Quoi qu'il en soit, dans chaque cas particulier après une morsure de tique, il est préférable de trouver un moyen de contacter un médecin (de préférence un infectiologue) et de le consulter. Il pourra vous dire exactement comment agir dans cette situation, où et quand demander de l'aide. Suivre ses recommandations est bien plus raisonnable et plus sûr que de déterminer vous-même l'infection de la tique et de tirer des conclusions.
Vidéo intéressante : comment se protéger efficacement de l'encéphalite à tiques



Merci. Tout était très utile et clair. Mon fils a 5 ans, j’ai découvert une tique sur lui hier. Les médecins ont prescrit un antiviral et de l’amoxicilline. Nous attendons maintenant les résultats de l’analyse.
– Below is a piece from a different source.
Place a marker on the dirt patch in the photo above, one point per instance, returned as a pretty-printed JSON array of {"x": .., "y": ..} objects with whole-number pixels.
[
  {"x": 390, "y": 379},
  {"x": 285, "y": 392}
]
Chers parents, soyez, s’il vous plaît, plus attentifs à vos enfants ! J’ai très peur des résultats.
Aujourd’hui (23.05.19), j’ai été piqué par une tique. À l’hôpital, tout s’est passé normalement. Si je ne suis pas infecté, je vous écrirai dans une semaine. Je me suis fait piquer dans mon propre jardin.
Bonjour, Olga, qu’en est-il de votre cas ? Vous n’avez pas écrit. J’ai également été piqué par une tique le 27.07.2019, et j’ai très peur (cela fait 3 jours, mais je me suis senti mal dès le 2e jour, j’ai des engourdissements dans les mains et les jambes).